Joy Davis, CAE with the American Association of Pharmaceutical Scientists examines the ethical considerations involved in selecting speakers at events and the importance of keeping attendees’ needs first and foremost when determining presenters.

By Joy Davis, CAE, Managing Director, Member Products, American Association of Pharmaceutical Scientists

It’s Ethics Awareness Month – a great time to look at the system you use to source and select programming for your meeting, and to ask yourself if it meets the promises you’ve made to members, speakers, and attendees.

The stage you create with your meeting is valuable, and you must manage the opportunities it presents as a resource. Yet the chance to speak to a room filled with people who can expand a speaker’s professional network and generate invitations to consult on revenue-laden projects often goes unacknowledged.

People speak at your meeting for all kinds of reasons, ranging from the speaker discount on registration to the opportunity to generate leads for their business. There’s tremendous pressure to ignore that reality, however. In the negotiation to get access to that value, speakers, volunteers, and others will talk down the opportunity your meeting presents for the same reason you’ll talk down a car you want to buy in negotiations with a dealer. Be careful of buying into the leveraging position of someone who’s negotiating a contract – written or otherwise – with you. You are going to expend a considerable amount of money, staff resources, and volunteer time to create that meeting and to persuade people to register for it. It’s a resource. Respect it as such and ensure everyone involved in choosing programming does as well.

As organizations that create spaces for interaction, it is incumbent upon us to distribute that value in a way that benefits everyone in that conversation – including members, speakers, moderators, and anyone else you are going to put in front of that hard-won audience. As we scramble to find the most interesting presentations and the most exciting speakers in order to deliver a program that draws a crowd, consider who might be shut out, and what you’ll lose when you do that.

An ethical approach to programming is one that continually asks: Is what we’re doing aligned with what we’ve promised? You made promises to everyone involved in delivering your meeting — attendees, members, volunteer leaders, staff, speakers, moderators, organizers, consultants – about how they would be treated.

With that in mind, assess your programming system, and how it grants access to your stage.

A good programming system is transparent and easily understood by everyone participating in it, whether they are submitting a proposal, assembling the program, or attending the event.

If your system is so convoluted that no one can understand it, I doubt it would pass a test of its ethics. Convolution is obfuscation: it uses confusion to lock out people who don’t have an insider to guide them through, and it makes it possible for insiders to leverage the programming system for their own purposes.

You have made promises about how you’ll distribute the value that your stage represents.

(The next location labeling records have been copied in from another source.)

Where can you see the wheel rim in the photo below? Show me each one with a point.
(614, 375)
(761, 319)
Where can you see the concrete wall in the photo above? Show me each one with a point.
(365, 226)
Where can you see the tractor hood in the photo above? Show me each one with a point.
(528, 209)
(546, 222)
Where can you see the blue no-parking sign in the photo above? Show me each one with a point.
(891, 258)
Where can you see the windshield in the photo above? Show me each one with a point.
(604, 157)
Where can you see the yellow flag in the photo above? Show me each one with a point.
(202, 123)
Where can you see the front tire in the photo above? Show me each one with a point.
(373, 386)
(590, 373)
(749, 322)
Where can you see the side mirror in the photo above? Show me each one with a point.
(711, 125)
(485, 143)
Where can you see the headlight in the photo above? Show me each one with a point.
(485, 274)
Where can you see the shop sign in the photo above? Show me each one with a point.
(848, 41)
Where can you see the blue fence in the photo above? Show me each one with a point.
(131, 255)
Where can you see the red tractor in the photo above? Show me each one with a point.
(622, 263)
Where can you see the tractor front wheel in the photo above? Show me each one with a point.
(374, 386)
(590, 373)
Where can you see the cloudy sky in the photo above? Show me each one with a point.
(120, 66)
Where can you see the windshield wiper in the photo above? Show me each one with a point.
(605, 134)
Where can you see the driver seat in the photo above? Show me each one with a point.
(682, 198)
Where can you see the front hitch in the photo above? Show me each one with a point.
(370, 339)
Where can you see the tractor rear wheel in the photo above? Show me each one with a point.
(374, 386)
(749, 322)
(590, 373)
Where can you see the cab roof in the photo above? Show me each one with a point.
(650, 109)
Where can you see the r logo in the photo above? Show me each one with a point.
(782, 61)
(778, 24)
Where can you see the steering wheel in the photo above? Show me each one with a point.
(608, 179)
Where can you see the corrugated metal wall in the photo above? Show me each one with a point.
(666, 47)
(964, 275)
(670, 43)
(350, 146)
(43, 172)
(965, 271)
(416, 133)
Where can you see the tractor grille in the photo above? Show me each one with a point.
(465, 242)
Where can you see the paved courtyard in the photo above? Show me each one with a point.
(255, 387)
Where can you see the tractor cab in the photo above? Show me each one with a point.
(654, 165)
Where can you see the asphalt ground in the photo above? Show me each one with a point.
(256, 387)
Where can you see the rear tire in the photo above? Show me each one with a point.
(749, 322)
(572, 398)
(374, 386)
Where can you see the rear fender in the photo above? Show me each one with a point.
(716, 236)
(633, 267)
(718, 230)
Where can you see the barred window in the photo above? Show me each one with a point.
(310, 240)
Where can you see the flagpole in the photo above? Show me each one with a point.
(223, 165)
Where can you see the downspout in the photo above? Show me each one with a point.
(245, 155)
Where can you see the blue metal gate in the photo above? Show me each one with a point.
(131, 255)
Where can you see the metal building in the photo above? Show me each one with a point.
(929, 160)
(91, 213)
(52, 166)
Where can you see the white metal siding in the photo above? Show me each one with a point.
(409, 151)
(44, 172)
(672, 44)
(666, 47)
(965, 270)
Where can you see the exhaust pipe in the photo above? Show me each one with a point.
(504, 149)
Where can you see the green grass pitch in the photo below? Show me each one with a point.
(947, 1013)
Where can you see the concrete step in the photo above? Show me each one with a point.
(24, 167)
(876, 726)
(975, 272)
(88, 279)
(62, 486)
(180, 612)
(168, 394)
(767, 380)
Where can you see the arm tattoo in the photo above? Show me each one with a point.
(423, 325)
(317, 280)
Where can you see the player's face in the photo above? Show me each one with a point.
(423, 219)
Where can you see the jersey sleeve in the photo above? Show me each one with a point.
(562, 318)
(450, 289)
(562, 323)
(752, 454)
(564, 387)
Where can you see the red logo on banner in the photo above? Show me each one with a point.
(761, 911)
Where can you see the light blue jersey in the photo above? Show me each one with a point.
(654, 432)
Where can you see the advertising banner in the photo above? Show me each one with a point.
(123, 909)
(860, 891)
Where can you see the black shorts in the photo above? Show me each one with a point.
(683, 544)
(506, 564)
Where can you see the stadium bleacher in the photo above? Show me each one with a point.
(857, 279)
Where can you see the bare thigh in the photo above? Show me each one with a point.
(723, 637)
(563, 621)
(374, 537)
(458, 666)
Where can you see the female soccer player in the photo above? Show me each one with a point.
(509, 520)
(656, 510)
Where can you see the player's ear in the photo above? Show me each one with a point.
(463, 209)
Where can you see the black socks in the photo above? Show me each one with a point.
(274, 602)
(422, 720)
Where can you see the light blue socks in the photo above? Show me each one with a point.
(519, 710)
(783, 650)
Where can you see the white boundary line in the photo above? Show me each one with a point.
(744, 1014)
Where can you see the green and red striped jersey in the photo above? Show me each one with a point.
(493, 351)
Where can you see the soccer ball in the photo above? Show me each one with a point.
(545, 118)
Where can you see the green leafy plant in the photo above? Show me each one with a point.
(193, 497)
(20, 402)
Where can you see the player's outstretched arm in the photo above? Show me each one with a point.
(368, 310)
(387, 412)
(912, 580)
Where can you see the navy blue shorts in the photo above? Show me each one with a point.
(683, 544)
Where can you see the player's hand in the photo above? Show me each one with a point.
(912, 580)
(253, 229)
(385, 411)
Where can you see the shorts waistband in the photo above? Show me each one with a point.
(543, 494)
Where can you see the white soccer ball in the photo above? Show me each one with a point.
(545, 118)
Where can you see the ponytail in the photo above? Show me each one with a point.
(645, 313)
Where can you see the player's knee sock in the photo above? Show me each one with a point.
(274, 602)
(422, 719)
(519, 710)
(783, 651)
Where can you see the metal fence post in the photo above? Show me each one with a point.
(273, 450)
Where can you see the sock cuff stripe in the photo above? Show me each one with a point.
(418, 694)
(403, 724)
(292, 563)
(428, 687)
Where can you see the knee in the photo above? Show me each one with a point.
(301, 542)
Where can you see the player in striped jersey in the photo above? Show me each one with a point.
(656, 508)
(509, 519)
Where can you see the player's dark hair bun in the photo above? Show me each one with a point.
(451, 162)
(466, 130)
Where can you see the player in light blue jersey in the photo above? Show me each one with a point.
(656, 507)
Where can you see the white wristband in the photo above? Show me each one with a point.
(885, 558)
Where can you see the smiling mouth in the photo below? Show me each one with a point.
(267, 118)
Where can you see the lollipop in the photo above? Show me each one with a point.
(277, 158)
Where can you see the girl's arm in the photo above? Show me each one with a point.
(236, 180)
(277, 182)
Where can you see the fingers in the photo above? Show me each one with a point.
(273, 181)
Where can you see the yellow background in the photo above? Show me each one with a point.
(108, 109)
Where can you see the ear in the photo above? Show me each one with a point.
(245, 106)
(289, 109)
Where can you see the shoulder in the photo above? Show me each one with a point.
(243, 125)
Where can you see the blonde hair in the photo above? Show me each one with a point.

They’re written in your organization’s mission and values and trumpeted by marketing about your meeting. How does your programming structure stack up against those claims? Questions you might ask:

  • Who is invited to speak, and how?
  • Are your program reviews blinded?
  • Do you have your committee members acknowledge conflicts of interest and recuse themselves?
  • When you fill the inevitable gaps in your program, how do you source presentations?
  • Is the benefit to the speaker a fair trade for their time, or should you offer them some type of remuneration?
  • What are the barriers to getting on your stage? Is it too expensive in some way to participate for some groups?
  • Under what circumstances would you say “no” to a presentation?
  • How do you handle repeat speakers? Are you sure the audience wants them?

These are just a few of the questions that come to mind for me. If you’ve got questions you think program planners should be asking, by all means, share them in the comments.

Meetings are more than a way to support an organization. They’re the opportunity for conversations that move ideas and insights forward. Make sure you’ve built a system that invites the discussions your industry needs, and that fulfills the highest calling of information exchange: to inspire.

About the Author

 

Joy Davis, CAE, has been working in meeting program development since before the invention of the iPhone. As Managing Director, Member Products of AAPS she oversees both the development of all of AAPS meetings, including its flagship PharmSci 360 meeting, and the engagement of its hundreds of members and volunteer leaders in those programs. She is currently a member of the ASAE Ethics Committee.